I always like to ask an adviser and plan sponsor: “Do you know how many people in your plan are on track to retire with a 75% replacement income on a monthly basis at age 67?”
We have to have a different conversation—plan sponsors together with advisers—about working longer, reducing expenses and trying to get some protection, perhaps through mortality insurance, as an additional benefit to help them.
Cooke Mintzer: As you look to Washington, what can we do as an industry to try to strengthen this private retirement system and address some of these challenges?
Marcks: Strengthening the current system needs to be a private-public partnership. We have seen improvement since the Pension Protection Act (PPA) was passed, as a result of the safe harbor protections that were put in place and the work that advisers have done with sponsors to drive better outcomes. But the picture isn’t complete.
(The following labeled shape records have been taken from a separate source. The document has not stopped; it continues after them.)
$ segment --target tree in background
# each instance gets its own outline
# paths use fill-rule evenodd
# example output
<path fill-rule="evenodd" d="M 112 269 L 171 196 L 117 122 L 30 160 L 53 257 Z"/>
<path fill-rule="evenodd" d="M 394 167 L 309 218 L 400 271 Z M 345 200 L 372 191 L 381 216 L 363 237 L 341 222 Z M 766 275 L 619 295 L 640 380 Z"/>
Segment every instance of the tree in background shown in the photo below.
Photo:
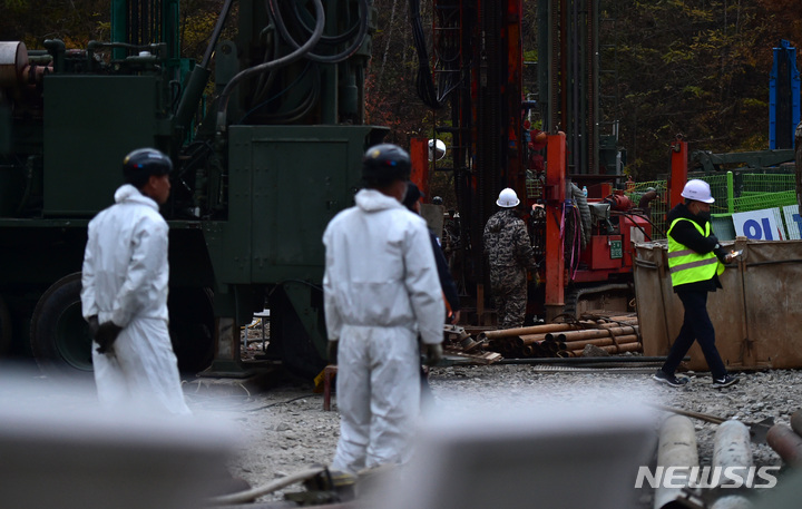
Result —
<path fill-rule="evenodd" d="M 781 38 L 802 42 L 802 17 L 769 9 L 775 3 L 636 1 L 618 10 L 619 118 L 632 175 L 648 180 L 665 173 L 677 134 L 692 150 L 769 148 L 772 48 Z M 785 3 L 800 10 L 798 1 Z"/>

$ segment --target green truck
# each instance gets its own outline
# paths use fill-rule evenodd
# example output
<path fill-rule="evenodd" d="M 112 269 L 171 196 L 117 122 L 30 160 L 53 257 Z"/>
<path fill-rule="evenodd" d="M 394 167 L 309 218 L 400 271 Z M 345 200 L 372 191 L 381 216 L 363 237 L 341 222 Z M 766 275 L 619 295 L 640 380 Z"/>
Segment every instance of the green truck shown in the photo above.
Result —
<path fill-rule="evenodd" d="M 125 154 L 154 147 L 175 165 L 162 213 L 179 368 L 247 375 L 239 329 L 268 307 L 267 353 L 313 376 L 322 233 L 387 131 L 364 125 L 372 1 L 239 1 L 234 21 L 227 0 L 197 60 L 179 55 L 178 3 L 113 0 L 111 40 L 81 49 L 0 42 L 0 355 L 91 371 L 87 224 Z"/>

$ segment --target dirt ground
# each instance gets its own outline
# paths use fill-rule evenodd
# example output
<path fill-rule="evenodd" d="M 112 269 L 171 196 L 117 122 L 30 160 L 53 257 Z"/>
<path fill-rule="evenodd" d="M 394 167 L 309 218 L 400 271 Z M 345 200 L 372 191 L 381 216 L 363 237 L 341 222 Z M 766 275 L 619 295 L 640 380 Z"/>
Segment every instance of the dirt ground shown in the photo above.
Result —
<path fill-rule="evenodd" d="M 251 345 L 251 349 L 260 348 L 258 343 Z M 655 383 L 652 371 L 540 371 L 531 365 L 434 368 L 429 378 L 432 399 L 423 419 L 433 409 L 466 410 L 475 403 L 488 402 L 499 408 L 526 405 L 542 397 L 579 402 L 578 395 L 588 393 L 610 408 L 639 400 L 746 423 L 771 417 L 777 423 L 788 424 L 791 414 L 802 409 L 800 371 L 741 373 L 740 384 L 722 390 L 710 386 L 708 373 L 686 373 L 691 383 L 674 389 Z M 236 427 L 243 447 L 232 459 L 229 470 L 253 487 L 313 464 L 329 464 L 332 460 L 339 437 L 336 397 L 332 398 L 332 411 L 324 411 L 323 395 L 314 392 L 310 381 L 276 369 L 258 383 L 186 381 L 185 393 L 196 413 L 229 419 Z M 654 415 L 657 433 L 659 423 L 669 413 L 655 410 Z M 693 422 L 700 464 L 711 464 L 717 427 L 701 420 Z M 766 444 L 753 444 L 752 452 L 757 467 L 782 464 Z M 297 491 L 297 487 L 288 491 Z M 278 500 L 282 493 L 260 500 Z M 648 507 L 651 496 L 642 496 L 644 507 Z"/>

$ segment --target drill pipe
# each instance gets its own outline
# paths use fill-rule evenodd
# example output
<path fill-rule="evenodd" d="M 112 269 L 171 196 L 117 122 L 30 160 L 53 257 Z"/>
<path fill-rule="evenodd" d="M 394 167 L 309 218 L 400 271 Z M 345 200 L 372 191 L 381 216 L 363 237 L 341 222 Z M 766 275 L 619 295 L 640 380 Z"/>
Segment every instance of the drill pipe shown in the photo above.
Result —
<path fill-rule="evenodd" d="M 657 444 L 657 466 L 664 468 L 687 467 L 686 471 L 675 471 L 673 483 L 687 486 L 692 481 L 691 467 L 698 467 L 698 450 L 696 448 L 696 430 L 691 419 L 684 415 L 672 415 L 663 421 Z M 661 483 L 655 491 L 654 509 L 678 507 L 677 500 L 682 496 L 683 488 L 666 488 L 664 483 Z"/>
<path fill-rule="evenodd" d="M 498 331 L 480 332 L 479 340 L 485 337 L 488 340 L 497 340 L 499 337 L 515 337 L 526 334 L 542 334 L 546 332 L 576 331 L 579 329 L 583 329 L 581 325 L 574 323 L 545 323 L 529 327 L 499 329 Z"/>
<path fill-rule="evenodd" d="M 735 468 L 737 473 L 746 473 L 752 464 L 752 444 L 746 424 L 734 420 L 718 424 L 713 446 L 713 467 Z M 713 487 L 728 481 L 723 477 L 711 479 Z"/>
<path fill-rule="evenodd" d="M 790 425 L 774 424 L 766 433 L 766 442 L 789 464 L 802 466 L 802 437 Z"/>
<path fill-rule="evenodd" d="M 620 322 L 637 323 L 637 316 L 620 316 Z M 496 340 L 499 337 L 515 337 L 529 334 L 545 334 L 547 332 L 564 332 L 564 331 L 581 331 L 586 329 L 610 329 L 618 327 L 619 323 L 610 322 L 595 322 L 590 320 L 583 320 L 576 323 L 544 323 L 540 325 L 531 325 L 528 327 L 516 327 L 516 329 L 499 329 L 497 331 L 483 331 L 478 335 L 478 340 Z"/>
<path fill-rule="evenodd" d="M 802 437 L 802 410 L 796 410 L 791 414 L 791 429 Z"/>
<path fill-rule="evenodd" d="M 575 340 L 594 340 L 596 337 L 609 337 L 618 336 L 624 334 L 637 333 L 637 325 L 627 327 L 612 327 L 612 329 L 589 329 L 587 331 L 567 331 L 567 332 L 549 332 L 546 334 L 546 339 L 555 339 L 557 341 L 575 341 Z"/>
<path fill-rule="evenodd" d="M 525 346 L 521 346 L 520 349 L 521 354 L 525 358 L 534 358 L 534 356 L 547 356 L 550 354 L 547 350 L 545 350 L 542 346 L 540 346 L 538 343 L 531 343 L 527 344 Z"/>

First of all, there is the coverage gap. Half of eligible employees are not in a plan today.
There’s discussion about proposals to promote automatic individual retirement accounts (IRAs) and multiple small employer plans that would allow small business to offer retirement plans to their employees.
In terms of the existing plans, I think the Department of Labor (DOL) should focus on clarifying safe harbor rules for advice and education, because many sponsors and advisers want to provide better education to participants in these plans, yet are concerned that they may be crossing the line from a fiduciary standpoint.
Access to in-plan income options is another important area of focus. It’s about completing the plan—bringing defined benefit (DB)-like characteristics into defined contribution (DC) plans and providing safe harbor protections to employers for including income options in the plan.